Hypotonic muscles are often seen in pediatric OSAS, including the tongue muscle. The hypotonic tongue would drop back and obstruct the oropharyngeal airway when children lie down or sleep. The tongue bead in the oral device used in this study thus functions like a foreign object which targets the swallowing reflex and increases the front-to-back movement of the tongue, mimicking the myofunctional therapy. As the tongue moves forward during sleep, the oropharyngeal airway could then reopen (Fig. 4), hence the “passive” myofunctional therapy. Nevertheless, it remains unclear whether the aforementioned treatment effects stemmed solely from the tongue bead in the device, the 50% maximum mandibular advancement, the vertical opening, or any combination of these factors. Future studies to isolate the effect of 50% maximum mandibular advancement will be needed to shed light on this causal link.

Fig. 4
figure 4

Mechanism of “passive myofunctional therapy” using an oral device with a built-in tongue bead

To address the current gap in the literature, the present study also examined changes in quality of life using the OSA-18 questionnaire and found improvement among treated participants. In the survey, significant improvements were associated with many indicators in the oral device group, especially for the emotional distress portion.
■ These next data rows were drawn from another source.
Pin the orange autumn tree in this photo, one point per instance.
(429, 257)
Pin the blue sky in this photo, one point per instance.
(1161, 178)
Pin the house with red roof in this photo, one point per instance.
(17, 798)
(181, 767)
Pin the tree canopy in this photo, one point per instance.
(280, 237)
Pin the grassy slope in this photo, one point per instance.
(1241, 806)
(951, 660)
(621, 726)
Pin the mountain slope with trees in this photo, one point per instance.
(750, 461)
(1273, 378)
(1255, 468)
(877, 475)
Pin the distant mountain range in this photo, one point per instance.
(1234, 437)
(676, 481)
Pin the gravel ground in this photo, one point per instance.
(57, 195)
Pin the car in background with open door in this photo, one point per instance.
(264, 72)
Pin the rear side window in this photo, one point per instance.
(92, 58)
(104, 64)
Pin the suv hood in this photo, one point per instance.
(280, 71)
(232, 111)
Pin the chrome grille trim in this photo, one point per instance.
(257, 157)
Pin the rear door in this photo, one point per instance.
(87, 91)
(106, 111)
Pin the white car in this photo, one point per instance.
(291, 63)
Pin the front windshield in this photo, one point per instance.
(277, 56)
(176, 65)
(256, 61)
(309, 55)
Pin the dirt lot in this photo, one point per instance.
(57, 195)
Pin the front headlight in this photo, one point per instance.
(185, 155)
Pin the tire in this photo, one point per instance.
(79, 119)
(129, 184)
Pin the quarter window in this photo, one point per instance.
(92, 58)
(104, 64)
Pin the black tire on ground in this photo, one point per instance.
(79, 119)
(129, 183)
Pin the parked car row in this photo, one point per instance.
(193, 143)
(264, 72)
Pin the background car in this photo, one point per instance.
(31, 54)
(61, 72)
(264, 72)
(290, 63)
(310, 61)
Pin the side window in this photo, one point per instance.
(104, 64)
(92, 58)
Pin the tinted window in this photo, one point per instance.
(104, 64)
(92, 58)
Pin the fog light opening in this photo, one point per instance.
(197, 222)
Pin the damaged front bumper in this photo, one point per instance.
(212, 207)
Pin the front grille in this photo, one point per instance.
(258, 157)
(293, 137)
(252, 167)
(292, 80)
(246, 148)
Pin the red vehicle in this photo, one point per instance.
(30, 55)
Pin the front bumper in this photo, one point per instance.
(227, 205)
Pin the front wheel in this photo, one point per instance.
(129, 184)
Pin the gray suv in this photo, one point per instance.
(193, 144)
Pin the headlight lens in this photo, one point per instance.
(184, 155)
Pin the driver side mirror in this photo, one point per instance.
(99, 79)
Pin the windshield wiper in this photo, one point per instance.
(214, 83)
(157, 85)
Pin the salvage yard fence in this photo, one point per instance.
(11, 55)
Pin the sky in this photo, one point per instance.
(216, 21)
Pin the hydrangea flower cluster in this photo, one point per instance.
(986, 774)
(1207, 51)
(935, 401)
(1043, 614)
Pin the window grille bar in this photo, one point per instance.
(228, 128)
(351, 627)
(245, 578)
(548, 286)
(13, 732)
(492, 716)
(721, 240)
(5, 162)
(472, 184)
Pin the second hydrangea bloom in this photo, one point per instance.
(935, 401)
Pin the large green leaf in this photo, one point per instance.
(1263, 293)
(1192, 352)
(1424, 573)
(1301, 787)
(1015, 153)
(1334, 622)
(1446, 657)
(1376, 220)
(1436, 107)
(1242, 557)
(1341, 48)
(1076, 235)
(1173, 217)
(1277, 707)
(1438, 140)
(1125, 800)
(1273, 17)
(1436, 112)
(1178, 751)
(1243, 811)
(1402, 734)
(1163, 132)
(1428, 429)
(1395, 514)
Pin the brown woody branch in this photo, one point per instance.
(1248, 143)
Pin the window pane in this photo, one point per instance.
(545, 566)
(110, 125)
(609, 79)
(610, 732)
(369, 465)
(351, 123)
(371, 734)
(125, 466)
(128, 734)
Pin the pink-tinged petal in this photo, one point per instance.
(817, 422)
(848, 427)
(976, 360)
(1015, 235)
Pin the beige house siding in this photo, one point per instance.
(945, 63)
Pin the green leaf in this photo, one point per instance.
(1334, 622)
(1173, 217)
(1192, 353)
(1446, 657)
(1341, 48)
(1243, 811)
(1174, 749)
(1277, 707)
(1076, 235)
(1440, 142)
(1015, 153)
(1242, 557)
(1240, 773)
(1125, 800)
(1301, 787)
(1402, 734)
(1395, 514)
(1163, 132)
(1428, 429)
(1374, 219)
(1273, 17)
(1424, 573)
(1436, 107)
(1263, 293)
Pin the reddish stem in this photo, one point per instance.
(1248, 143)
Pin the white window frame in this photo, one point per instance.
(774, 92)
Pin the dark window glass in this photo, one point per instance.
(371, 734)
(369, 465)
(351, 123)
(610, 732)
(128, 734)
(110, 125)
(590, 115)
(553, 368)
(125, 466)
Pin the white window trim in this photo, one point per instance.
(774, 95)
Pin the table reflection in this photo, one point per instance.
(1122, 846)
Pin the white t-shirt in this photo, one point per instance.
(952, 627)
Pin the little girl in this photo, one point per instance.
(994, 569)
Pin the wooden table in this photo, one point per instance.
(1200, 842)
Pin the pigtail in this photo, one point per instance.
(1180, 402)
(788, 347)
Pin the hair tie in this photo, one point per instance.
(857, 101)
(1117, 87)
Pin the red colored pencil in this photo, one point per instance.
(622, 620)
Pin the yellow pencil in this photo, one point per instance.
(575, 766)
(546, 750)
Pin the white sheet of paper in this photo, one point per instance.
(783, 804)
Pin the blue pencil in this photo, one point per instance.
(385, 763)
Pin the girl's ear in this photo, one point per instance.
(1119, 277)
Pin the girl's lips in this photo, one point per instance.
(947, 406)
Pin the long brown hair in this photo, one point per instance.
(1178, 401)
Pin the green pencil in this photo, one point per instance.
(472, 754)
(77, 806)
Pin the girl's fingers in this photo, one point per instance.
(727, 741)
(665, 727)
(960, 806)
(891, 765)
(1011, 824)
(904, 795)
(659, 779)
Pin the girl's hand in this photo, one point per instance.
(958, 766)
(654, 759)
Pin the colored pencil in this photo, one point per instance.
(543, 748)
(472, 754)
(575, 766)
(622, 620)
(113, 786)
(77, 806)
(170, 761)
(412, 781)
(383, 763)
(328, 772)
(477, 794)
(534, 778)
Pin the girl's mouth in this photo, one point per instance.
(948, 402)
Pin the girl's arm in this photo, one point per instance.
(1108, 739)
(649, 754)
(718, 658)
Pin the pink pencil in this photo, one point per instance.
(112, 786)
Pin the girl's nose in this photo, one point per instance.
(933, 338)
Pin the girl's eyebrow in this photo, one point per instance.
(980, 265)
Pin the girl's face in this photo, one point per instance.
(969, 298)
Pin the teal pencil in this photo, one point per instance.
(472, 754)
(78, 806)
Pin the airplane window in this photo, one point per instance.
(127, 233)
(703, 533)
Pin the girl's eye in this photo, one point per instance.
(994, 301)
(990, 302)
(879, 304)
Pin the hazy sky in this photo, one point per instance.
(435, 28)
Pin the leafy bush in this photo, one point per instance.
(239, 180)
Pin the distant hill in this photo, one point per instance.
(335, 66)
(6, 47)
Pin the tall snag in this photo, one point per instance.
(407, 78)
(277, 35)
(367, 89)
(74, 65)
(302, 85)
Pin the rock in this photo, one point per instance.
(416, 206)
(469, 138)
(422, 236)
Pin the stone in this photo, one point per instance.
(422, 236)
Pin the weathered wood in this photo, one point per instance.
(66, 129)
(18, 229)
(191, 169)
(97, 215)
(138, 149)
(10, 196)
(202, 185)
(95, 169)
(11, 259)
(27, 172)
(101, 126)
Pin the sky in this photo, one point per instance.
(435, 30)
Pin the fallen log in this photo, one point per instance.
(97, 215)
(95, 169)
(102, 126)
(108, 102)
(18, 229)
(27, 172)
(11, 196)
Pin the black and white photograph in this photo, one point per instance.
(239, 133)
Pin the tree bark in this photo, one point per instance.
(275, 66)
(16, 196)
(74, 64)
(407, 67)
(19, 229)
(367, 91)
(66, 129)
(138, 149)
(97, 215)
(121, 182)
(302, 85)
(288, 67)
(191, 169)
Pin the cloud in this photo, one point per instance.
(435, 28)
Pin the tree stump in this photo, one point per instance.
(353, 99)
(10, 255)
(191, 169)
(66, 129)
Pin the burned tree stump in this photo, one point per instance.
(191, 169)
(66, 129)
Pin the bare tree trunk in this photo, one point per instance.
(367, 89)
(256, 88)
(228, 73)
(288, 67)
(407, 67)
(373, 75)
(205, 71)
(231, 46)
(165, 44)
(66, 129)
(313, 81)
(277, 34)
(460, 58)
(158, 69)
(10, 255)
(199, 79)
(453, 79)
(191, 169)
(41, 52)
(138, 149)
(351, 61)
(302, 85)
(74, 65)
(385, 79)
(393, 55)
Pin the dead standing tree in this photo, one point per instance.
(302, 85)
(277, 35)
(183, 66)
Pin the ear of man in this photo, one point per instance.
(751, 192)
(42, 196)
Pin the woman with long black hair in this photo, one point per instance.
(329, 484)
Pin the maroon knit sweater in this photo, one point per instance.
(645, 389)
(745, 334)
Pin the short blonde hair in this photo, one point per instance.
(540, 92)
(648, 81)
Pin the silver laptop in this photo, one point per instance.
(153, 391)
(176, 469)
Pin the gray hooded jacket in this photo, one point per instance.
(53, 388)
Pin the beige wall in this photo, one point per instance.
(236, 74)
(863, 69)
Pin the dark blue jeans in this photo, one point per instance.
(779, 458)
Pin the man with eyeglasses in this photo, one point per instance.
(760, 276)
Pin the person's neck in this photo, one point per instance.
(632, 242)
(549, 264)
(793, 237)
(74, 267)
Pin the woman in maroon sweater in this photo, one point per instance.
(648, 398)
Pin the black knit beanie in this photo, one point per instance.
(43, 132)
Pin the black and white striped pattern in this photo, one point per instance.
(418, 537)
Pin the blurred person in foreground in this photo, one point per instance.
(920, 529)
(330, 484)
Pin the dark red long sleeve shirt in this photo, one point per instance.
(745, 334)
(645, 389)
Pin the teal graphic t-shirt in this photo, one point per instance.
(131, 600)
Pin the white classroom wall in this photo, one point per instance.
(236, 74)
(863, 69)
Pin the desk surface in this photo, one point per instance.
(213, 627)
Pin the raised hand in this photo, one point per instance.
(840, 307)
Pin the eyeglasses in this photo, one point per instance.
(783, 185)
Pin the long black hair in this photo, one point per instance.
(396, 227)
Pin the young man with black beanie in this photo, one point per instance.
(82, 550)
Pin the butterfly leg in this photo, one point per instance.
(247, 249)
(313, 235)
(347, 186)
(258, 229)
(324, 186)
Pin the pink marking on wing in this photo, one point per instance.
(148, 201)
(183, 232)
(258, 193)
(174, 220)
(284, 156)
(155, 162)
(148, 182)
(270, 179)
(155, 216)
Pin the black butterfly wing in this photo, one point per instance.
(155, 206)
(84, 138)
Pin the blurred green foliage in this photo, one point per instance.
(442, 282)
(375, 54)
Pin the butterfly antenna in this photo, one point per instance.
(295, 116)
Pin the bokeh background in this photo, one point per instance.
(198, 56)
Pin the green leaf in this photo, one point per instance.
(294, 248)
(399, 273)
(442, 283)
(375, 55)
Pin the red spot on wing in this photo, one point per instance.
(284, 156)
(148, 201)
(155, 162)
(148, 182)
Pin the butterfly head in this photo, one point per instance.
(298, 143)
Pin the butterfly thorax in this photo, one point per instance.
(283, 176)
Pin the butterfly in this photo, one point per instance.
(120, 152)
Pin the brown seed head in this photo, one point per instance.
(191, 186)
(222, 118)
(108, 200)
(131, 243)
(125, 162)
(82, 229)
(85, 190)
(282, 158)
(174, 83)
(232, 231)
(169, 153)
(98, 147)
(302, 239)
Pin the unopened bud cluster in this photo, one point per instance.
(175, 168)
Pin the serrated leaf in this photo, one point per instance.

Meanwhile, there are a number of limitations in this study. First, as sleep MRI [29] was not utilized during the study, the study results would not apply to OSA cases with dynamic upper airway collapse. Second, participants in the control group suffered milder forms of OSA than those in the treatment group, and the sample size of the control group was much smaller than that of the treatment group. Third, the initial facial patterns were different in the two groups. There were more children with hyperdivergent facial growth patterns in the treatment group and more children with normal mandibular plane angles in the control group. Forth, the adenoid and tonsil tissue patterns were different in the two groups at the start of the study, with more such tissues in the control group. Fifth, the wide range of participants’ ages made it difficult to explain the facial growth patterns.

Conclusions

Passive MFT for 1 year can improve the mandibular growth and upper airway morphology in the oropharyngeal region as well as nasal breathing during sleep. Treated patients’ quality of life (as measured by the OSA-18 survey) also improves significantly, especially as related to emotional distress.